디스크 유형을 지정하려면 compute.googleapis.com/projects/PROJECT_ID/zones/ZONE/diskTypes/DISK_TYPE 형식을 사용합니다.
다음을 바꿉니다.
PROJECT_ID: 프로젝트 ID입니다.
ZONE: Persistent Disk 영역입니다(예: us-central1-b).
DISK_TYPE: 디스크 유형(pd-ssd 또는 pd-standard)입니다.
자세한 내용은 Compute Engine API 참조 페이지의 diskTypes를 참조하세요.
디스크 크기
Persistent Disk 크기입니다.
Java
diskSizeGb 파이프라인 옵션을 설정합니다.
Python
disk_size_gb 파이프라인 옵션을 설정합니다.
Go
disk_size_gb 파이프라인 옵션을 설정합니다.
이 옵션을 설정하는 경우 작업자 부팅 이미지와 로컬 로그를 고려하여 최소 30GB 이상을 지정합니다.
디스크 크기를 줄이면 사용 가능한 셔플 I/O가 줄어듭니다. Dataflow Shuffle 또는 Streaming Engine을 사용하지 않는 셔플 바인딩 작업으로 인해 런타임 및 작업 비용이 증가할 수 있습니다.
일괄 작업
Dataflow Shuffle을 사용하는 일괄 작업의 경우 이 옵션은 작업자 VM 부팅 디스크 크기를 설정합니다. Dataflow Shuffle을 사용하지 않는 일괄 작업의 경우 이 옵션은 셔플된 데이터를 저장하는 데 사용되는 디스크의 크기를 설정합니다. 부팅 디스크 크기는 영향을 받지 않습니다.
일괄 작업에서 Dataflow Shuffle을 사용하는 경우 기본 디스크 크기는 25GB입니다. 그렇지 않으면 기본값은 250GB입니다.
스트리밍 작업
Streaming Engine을 사용하는 스트리밍 작업의 경우 이 옵션은 부팅 디스크 크기를 설정합니다. Streaming Engine을 사용하지 않는 스트리밍 작업의 경우 이 옵션은 Dataflow 서비스에서 만든 각 추가 Persistent Disk의 크기를 설정합니다. 부팅 디스크는 영향을 받지 않습니다.
스트리밍 작업에서 Streaming Engine을 사용하지 않으면 실험 플래그 streaming_boot_disk_size_gb로 부팅 디스크 크기를 설정할 수 있습니다. 예를 들어 80GB 부팅 디스크를 만들려면 --experiments=streaming_boot_disk_size_gb=80을 지정합니다.

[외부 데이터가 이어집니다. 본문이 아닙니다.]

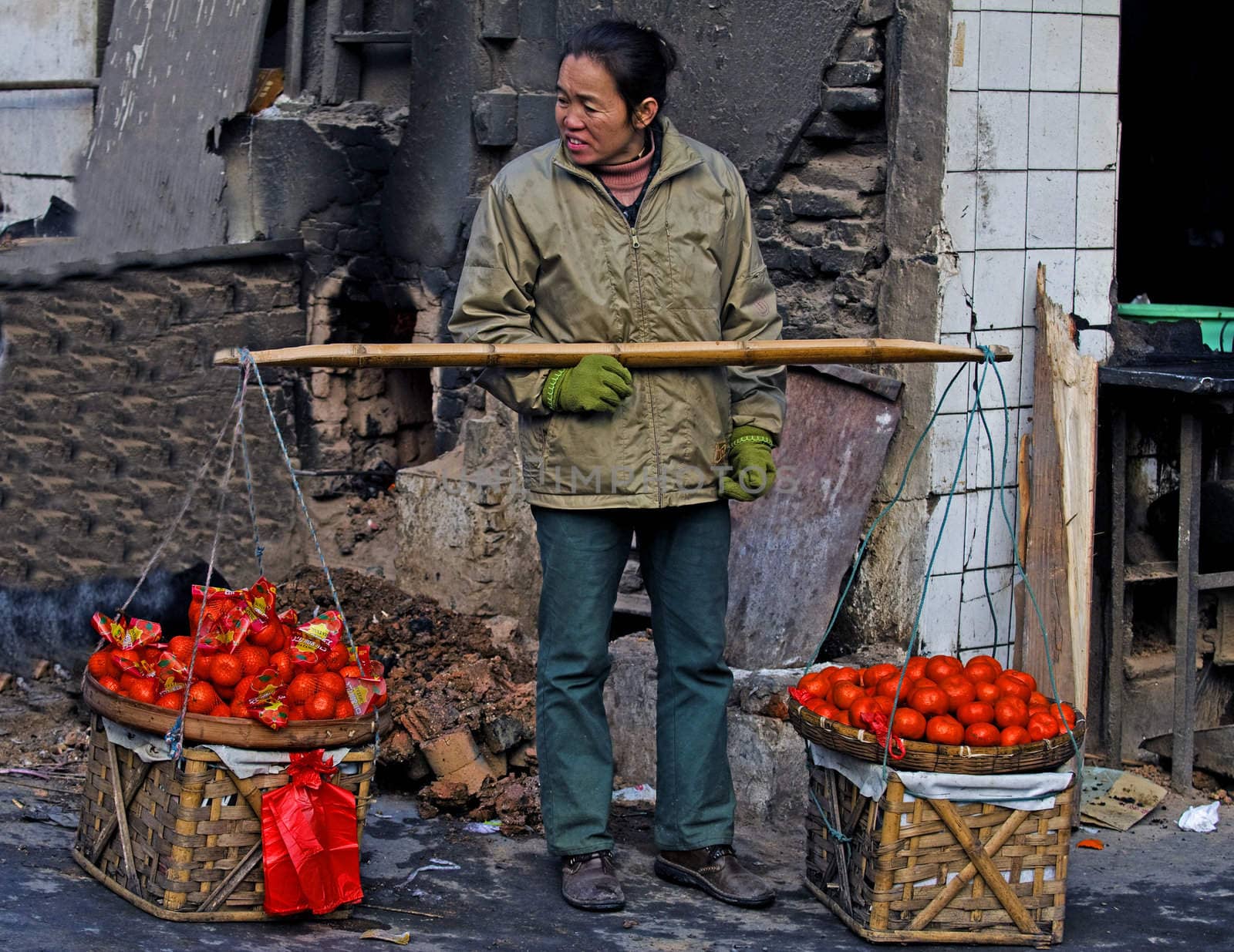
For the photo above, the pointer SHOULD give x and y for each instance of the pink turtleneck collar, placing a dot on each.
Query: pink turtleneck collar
(626, 179)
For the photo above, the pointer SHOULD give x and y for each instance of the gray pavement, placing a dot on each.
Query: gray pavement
(1154, 887)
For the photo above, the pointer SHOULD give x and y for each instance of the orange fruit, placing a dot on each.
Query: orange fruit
(975, 711)
(253, 659)
(863, 711)
(339, 658)
(172, 702)
(201, 698)
(131, 654)
(959, 691)
(939, 666)
(203, 666)
(320, 707)
(1013, 687)
(332, 684)
(302, 688)
(909, 724)
(282, 662)
(1011, 713)
(102, 666)
(929, 701)
(180, 647)
(814, 684)
(981, 734)
(1042, 727)
(886, 688)
(981, 671)
(143, 690)
(1013, 738)
(944, 729)
(226, 671)
(987, 660)
(845, 693)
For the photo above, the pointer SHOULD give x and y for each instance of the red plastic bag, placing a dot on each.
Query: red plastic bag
(310, 850)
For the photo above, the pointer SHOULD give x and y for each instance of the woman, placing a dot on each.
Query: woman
(626, 230)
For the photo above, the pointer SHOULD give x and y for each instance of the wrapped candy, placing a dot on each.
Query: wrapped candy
(366, 691)
(314, 639)
(127, 633)
(310, 845)
(265, 697)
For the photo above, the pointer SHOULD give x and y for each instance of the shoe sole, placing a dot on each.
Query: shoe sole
(611, 907)
(682, 876)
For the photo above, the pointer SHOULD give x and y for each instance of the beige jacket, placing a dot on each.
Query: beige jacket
(553, 259)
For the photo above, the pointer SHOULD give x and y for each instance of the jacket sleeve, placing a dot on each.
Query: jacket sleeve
(495, 300)
(750, 314)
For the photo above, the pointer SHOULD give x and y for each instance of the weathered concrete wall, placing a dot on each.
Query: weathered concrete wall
(108, 401)
(466, 533)
(764, 752)
(43, 132)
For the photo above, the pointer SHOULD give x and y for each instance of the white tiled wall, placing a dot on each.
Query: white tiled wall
(1032, 150)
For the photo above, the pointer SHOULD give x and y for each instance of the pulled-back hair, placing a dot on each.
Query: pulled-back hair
(637, 57)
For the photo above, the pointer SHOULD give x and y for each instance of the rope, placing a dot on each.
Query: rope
(176, 735)
(976, 412)
(246, 359)
(258, 549)
(822, 814)
(189, 496)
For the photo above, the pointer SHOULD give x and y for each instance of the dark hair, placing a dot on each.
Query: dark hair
(637, 57)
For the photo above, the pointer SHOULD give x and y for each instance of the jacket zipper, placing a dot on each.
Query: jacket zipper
(642, 304)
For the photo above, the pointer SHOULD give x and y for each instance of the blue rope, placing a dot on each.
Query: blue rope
(176, 735)
(836, 834)
(976, 412)
(258, 549)
(246, 359)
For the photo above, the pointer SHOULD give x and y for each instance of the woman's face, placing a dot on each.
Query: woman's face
(592, 117)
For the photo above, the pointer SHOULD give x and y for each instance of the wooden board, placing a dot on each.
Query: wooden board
(790, 551)
(1060, 522)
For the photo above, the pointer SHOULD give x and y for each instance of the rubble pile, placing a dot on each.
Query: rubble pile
(462, 698)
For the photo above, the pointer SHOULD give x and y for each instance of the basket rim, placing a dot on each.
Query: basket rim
(1048, 748)
(231, 732)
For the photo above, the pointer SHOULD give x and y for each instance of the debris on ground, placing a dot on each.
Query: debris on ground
(462, 698)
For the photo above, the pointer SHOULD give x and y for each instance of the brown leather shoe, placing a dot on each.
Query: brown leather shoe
(716, 871)
(590, 882)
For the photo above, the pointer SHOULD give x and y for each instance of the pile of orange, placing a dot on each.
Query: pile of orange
(220, 684)
(941, 701)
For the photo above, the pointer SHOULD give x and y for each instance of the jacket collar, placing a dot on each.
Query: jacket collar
(678, 154)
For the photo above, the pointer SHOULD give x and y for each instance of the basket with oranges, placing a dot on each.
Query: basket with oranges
(937, 713)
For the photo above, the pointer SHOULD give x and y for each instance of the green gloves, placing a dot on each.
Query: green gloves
(750, 454)
(596, 385)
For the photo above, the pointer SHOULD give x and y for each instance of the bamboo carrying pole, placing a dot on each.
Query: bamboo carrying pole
(662, 354)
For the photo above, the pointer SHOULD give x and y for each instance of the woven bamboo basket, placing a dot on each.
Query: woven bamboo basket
(936, 871)
(187, 846)
(1043, 755)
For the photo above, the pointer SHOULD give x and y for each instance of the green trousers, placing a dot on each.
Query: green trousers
(684, 557)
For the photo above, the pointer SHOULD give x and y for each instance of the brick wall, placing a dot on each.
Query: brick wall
(108, 400)
(821, 228)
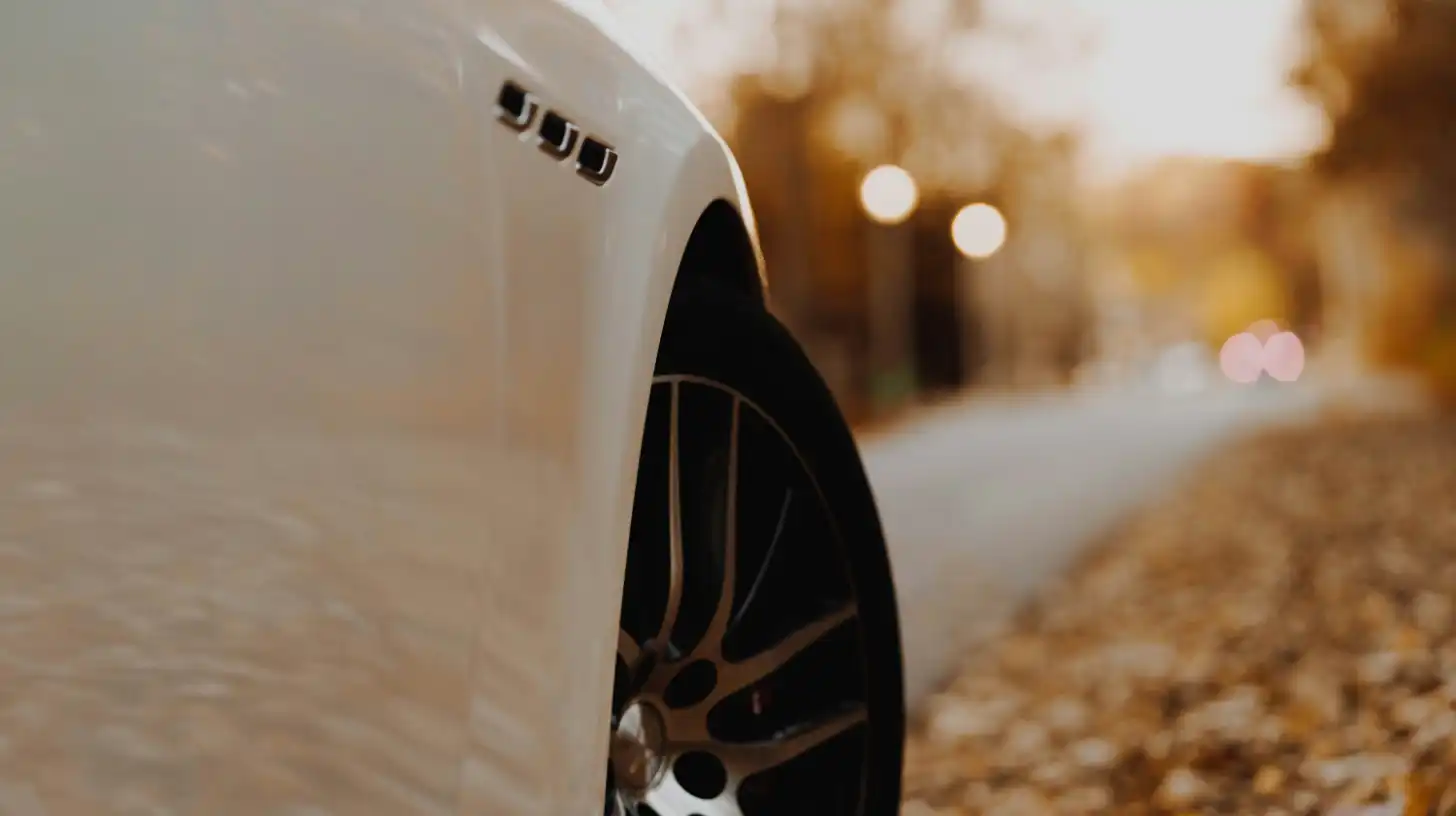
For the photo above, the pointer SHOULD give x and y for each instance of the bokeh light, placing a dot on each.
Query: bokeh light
(979, 230)
(888, 194)
(1284, 357)
(1242, 359)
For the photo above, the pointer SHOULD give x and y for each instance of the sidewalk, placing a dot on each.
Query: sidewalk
(1277, 637)
(986, 500)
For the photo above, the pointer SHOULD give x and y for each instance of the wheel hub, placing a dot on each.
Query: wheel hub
(638, 749)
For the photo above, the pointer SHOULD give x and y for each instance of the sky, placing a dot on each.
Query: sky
(1156, 79)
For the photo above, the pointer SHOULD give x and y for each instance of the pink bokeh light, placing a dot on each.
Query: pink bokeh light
(1242, 357)
(1284, 357)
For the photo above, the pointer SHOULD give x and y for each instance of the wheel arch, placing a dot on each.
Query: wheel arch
(721, 251)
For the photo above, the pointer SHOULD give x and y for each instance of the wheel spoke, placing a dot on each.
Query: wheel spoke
(768, 558)
(711, 644)
(746, 759)
(674, 512)
(733, 676)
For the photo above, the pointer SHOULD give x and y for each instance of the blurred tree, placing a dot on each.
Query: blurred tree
(1385, 73)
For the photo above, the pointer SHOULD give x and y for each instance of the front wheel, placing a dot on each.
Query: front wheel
(759, 656)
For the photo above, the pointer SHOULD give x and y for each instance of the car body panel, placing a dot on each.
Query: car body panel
(321, 395)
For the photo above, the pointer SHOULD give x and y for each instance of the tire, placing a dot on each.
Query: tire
(786, 698)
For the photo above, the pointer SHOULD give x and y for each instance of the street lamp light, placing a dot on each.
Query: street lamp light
(979, 230)
(888, 195)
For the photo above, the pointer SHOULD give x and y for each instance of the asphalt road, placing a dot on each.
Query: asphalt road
(986, 501)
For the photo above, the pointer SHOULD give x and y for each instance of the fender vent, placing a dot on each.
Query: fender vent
(596, 162)
(556, 136)
(514, 107)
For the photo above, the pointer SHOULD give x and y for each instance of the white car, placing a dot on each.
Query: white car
(390, 421)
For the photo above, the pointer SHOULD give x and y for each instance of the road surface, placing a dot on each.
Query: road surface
(986, 501)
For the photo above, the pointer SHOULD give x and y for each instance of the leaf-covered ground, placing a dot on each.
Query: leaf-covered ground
(1276, 638)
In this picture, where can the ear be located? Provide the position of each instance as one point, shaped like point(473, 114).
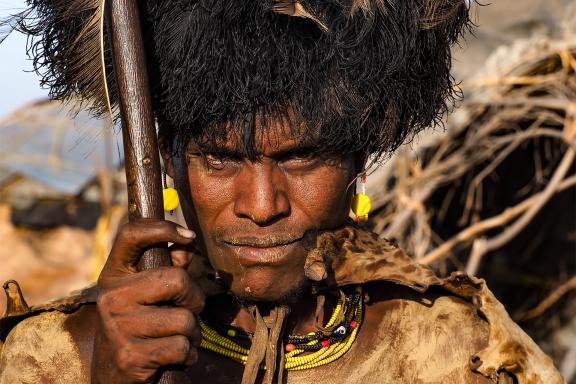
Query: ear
point(360, 159)
point(166, 152)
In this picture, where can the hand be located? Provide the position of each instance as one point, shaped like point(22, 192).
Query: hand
point(138, 332)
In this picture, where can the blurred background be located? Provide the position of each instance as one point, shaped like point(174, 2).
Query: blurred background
point(493, 194)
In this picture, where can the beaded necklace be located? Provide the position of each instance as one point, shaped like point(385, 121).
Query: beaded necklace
point(302, 351)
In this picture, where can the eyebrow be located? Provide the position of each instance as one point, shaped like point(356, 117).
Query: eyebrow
point(297, 148)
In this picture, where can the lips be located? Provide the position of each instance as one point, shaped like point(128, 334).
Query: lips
point(262, 250)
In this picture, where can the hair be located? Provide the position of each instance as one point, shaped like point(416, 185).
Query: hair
point(355, 76)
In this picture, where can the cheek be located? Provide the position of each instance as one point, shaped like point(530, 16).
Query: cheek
point(323, 197)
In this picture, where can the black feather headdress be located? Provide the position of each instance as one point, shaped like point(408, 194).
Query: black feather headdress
point(349, 75)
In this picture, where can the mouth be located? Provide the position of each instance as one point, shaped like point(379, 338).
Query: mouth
point(262, 250)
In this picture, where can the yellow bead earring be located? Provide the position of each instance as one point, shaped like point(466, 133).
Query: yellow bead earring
point(170, 195)
point(361, 204)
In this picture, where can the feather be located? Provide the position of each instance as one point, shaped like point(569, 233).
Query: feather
point(296, 9)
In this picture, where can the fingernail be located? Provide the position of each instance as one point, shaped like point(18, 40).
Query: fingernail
point(185, 232)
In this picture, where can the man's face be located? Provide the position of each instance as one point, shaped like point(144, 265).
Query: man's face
point(251, 215)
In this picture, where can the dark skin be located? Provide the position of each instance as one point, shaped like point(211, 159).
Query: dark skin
point(130, 333)
point(249, 217)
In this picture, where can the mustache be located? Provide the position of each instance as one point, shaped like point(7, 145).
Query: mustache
point(259, 240)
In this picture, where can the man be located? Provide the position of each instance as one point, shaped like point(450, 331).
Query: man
point(268, 113)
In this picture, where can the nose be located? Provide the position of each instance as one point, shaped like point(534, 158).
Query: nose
point(261, 194)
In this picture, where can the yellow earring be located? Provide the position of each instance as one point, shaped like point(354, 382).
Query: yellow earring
point(170, 195)
point(361, 204)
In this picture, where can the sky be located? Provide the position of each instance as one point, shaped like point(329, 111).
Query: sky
point(18, 83)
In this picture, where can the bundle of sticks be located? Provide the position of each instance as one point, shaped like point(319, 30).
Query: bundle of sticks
point(507, 155)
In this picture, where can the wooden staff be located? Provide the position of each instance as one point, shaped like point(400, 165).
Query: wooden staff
point(142, 162)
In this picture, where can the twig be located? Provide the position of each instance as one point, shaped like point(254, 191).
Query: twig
point(493, 222)
point(549, 300)
point(482, 246)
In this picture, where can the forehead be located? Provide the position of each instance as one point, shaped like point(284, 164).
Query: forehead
point(266, 138)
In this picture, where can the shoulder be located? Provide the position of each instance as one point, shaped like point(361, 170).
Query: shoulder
point(423, 337)
point(456, 329)
point(48, 347)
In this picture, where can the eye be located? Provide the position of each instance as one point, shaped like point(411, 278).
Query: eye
point(300, 161)
point(220, 162)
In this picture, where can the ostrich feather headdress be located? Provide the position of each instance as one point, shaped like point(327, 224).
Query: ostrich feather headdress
point(349, 75)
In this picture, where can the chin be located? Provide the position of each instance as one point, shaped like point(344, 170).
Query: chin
point(272, 289)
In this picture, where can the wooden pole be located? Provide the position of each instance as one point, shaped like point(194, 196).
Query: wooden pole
point(142, 162)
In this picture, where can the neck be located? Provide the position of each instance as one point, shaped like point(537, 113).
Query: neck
point(307, 313)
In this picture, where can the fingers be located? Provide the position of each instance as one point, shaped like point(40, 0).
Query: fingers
point(144, 357)
point(181, 255)
point(164, 322)
point(133, 238)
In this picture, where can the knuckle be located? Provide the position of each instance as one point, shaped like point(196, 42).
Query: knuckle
point(180, 278)
point(182, 346)
point(188, 321)
point(125, 232)
point(124, 360)
point(105, 300)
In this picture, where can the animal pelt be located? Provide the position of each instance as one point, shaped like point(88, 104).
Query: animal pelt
point(342, 75)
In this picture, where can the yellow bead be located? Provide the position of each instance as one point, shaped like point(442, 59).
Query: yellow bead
point(361, 205)
point(171, 200)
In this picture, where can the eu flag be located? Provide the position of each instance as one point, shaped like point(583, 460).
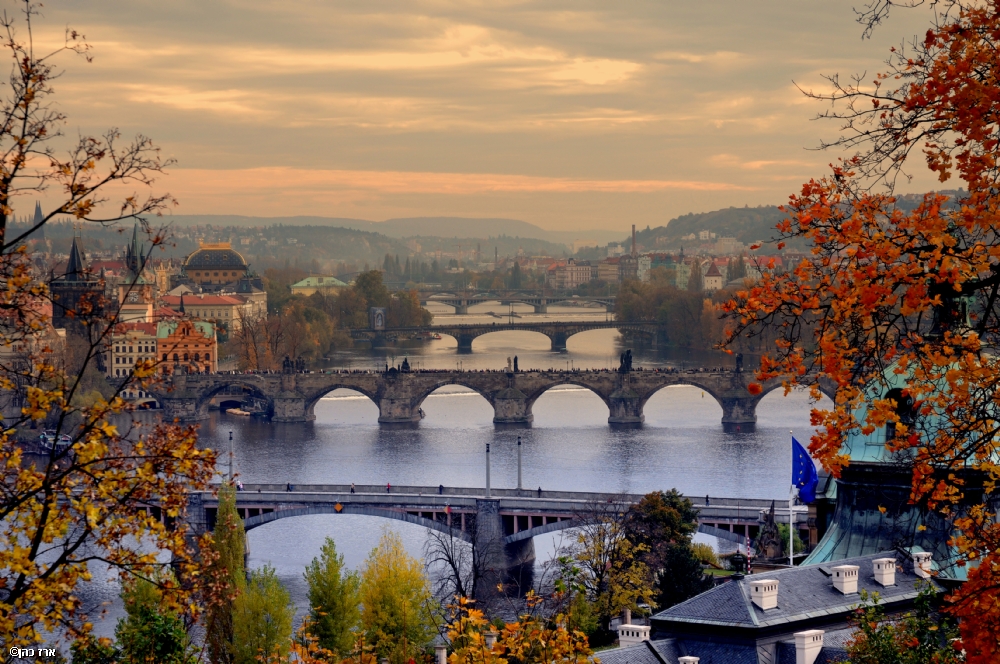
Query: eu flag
point(804, 474)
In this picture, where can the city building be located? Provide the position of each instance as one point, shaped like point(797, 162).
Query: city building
point(713, 279)
point(569, 275)
point(324, 285)
point(607, 270)
point(802, 614)
point(130, 344)
point(227, 310)
point(184, 345)
point(215, 264)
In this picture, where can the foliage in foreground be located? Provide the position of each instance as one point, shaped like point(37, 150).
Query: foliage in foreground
point(894, 297)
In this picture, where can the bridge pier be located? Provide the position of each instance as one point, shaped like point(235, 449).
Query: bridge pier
point(625, 405)
point(291, 407)
point(182, 409)
point(397, 411)
point(739, 414)
point(511, 406)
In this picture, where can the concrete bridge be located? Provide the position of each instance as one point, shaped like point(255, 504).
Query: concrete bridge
point(291, 397)
point(503, 524)
point(540, 300)
point(557, 332)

스트리밍 작업에서 Streaming Engine을 사용하는 경우 기본 디스크 크기는 30GB입니다. 그렇지 않으면 기본값은 400GB입니다.
Cloud Storage FUSE를 사용하여 Cloud Storage 버킷을 Dataflow VM에 마운트
Cloud Storage FUSE를 사용하면 Cloud Storage 버킷을 Dataflow VM에 직접 마운트할 수 있어, 소프트웨어가 해당 파일들을 로컬 파일처럼 액세스할 수 있습니다. 이러한 통합을 통해 데이터를 사전에 다운로드할 필요가 없어지며, 워크로드에 대한 데이터 액세스가 간소화됩니다. 자세한 내용은 Dataflow 및 Cloud Storage FUSE로 ML 데이터 처리를 참조하세요.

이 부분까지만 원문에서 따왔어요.